The broad-market S&P 500 advanced 8.42 points (0.62%) to 1 355.66.
The blue-chip Dow and the S&P 500 finished at their highest levels since 2008, in May and June, respectively.
The Fed left the door open for more economic stimulus while saying its current $600bn program to inject liquidity into the economy would be allowed to run its forecast course through June.
The dollar fell sharply against the euro, however, as Bernanke reiterated the economy's weaknesses and need for low rates despite rising inflation, in a first-ever press conference following a meeting of the central bank's policy-making panel.
By the end of Bernanke's one-hour meeting with journalists, the euro was at $1.475, compared with the average level of about $1.467 during the morning and $1.464 late Tuesday.
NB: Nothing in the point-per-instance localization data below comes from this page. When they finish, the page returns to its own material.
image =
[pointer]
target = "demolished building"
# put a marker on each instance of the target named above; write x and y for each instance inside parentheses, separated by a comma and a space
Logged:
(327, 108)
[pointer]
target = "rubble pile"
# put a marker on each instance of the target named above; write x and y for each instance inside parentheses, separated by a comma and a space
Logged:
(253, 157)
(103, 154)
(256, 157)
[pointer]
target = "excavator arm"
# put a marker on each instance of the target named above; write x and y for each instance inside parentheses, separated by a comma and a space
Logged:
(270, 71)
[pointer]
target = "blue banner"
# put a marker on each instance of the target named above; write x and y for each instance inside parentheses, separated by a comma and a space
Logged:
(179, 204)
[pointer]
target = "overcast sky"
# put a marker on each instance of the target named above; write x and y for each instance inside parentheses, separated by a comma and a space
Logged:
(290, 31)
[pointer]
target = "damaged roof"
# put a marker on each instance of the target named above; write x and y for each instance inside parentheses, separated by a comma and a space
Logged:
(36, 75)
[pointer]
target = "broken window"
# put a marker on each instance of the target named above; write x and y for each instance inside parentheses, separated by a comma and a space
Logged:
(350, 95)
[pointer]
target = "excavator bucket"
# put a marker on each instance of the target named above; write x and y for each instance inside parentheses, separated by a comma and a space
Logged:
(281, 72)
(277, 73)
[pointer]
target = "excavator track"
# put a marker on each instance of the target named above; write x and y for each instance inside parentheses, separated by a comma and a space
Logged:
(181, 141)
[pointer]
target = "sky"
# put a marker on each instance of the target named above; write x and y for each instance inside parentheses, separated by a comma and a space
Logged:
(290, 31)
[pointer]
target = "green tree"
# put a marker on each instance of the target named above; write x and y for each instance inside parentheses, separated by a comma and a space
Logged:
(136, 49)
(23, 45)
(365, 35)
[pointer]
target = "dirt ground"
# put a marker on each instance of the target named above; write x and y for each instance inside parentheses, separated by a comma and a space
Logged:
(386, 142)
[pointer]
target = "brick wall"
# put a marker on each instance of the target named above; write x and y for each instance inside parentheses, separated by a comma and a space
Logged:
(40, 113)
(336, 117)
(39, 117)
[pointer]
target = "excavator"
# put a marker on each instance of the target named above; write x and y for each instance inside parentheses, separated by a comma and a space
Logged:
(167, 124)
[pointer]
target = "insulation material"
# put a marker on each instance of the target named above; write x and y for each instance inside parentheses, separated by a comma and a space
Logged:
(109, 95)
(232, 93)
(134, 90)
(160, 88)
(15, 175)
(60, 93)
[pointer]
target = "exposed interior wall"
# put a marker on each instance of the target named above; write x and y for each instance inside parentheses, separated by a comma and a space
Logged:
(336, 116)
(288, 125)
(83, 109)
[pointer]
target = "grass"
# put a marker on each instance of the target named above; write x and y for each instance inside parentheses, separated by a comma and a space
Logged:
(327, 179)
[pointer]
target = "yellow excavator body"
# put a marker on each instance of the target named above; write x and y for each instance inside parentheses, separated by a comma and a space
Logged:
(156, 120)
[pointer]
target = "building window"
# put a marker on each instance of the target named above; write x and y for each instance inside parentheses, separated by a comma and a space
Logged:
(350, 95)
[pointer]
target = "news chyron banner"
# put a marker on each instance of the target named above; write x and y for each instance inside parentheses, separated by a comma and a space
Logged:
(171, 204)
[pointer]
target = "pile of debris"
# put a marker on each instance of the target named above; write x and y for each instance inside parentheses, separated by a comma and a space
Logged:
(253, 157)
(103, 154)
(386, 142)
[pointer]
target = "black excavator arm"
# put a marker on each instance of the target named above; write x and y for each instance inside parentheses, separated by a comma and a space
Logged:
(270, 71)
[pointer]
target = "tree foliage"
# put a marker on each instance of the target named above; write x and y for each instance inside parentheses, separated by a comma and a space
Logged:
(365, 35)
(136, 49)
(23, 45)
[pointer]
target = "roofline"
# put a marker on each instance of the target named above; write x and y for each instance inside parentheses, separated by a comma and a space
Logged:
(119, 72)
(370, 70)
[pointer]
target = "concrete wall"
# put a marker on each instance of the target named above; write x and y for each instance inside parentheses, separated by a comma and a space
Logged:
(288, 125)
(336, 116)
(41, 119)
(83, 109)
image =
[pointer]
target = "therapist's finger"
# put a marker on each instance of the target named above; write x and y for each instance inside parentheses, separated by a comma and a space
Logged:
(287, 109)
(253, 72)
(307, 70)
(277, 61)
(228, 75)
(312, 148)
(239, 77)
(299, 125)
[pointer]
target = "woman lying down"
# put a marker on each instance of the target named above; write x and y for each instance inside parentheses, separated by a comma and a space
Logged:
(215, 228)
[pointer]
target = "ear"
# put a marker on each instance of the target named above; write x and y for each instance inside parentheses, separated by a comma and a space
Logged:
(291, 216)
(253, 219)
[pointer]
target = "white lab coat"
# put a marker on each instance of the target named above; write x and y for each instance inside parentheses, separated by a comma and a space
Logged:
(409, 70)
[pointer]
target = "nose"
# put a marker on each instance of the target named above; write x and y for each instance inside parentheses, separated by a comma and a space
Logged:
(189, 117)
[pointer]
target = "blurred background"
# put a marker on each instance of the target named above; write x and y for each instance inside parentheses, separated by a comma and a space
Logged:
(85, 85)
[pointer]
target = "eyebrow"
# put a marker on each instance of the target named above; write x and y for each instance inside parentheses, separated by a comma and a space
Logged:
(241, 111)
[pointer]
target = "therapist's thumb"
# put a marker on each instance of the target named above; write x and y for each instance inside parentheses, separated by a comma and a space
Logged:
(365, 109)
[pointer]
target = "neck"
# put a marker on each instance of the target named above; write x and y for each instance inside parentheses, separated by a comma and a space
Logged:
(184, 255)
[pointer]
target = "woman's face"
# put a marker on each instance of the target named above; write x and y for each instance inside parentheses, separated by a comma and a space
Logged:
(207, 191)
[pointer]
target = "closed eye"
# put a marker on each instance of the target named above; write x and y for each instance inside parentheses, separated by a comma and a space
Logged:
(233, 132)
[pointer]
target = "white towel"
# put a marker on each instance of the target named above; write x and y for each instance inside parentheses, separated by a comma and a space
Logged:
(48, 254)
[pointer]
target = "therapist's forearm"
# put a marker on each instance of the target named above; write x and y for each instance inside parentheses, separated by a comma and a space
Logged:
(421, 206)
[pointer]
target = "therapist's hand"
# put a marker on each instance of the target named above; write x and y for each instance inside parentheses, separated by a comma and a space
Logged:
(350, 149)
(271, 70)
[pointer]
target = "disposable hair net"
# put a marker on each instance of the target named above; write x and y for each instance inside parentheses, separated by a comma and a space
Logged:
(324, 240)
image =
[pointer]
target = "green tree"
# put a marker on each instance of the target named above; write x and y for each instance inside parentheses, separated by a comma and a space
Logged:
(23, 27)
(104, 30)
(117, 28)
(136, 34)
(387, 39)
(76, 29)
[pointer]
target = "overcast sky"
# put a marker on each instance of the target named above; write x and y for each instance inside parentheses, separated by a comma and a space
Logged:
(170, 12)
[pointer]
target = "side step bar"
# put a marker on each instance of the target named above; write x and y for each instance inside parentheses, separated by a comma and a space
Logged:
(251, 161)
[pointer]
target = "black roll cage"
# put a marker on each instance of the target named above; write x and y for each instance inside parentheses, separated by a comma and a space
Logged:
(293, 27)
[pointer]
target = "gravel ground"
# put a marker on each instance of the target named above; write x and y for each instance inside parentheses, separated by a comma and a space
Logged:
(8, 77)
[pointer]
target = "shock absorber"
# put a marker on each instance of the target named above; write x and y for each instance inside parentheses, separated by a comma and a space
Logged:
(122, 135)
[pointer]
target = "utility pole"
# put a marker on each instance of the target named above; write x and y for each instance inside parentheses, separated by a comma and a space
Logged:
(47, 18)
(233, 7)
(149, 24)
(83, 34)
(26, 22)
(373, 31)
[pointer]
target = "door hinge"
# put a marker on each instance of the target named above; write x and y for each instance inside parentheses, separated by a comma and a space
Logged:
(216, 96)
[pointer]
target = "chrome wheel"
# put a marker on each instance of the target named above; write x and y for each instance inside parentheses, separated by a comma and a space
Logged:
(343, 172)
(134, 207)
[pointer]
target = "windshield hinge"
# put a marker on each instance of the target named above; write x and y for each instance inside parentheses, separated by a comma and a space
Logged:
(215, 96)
Bernanke told reporters that the country face a huge problem in its massive debt load.
"It's the most important economic problem, at least in the longer term, that the United States faces," he said.
"US stocks moved solidly higher on the day, after receiving a nice afternoon jolt from the comments of Fed chairman Ben Bernanke in the inaugural post-policy meeting news conference," Charles Schwab analysts said in a client note.
Helping to underpin the market, on the ninth day of a solid rally, was a report that durable goods orders had risen 2.5 percent in March, a sign that US industry continues to expand and companies are investing in and upgrading equipment.
The bond market slumped. The yield on the 10-year Treasury rose to 3.37% from 3.32% late on Tuesday.
Bond yields and prices move in opposite directions.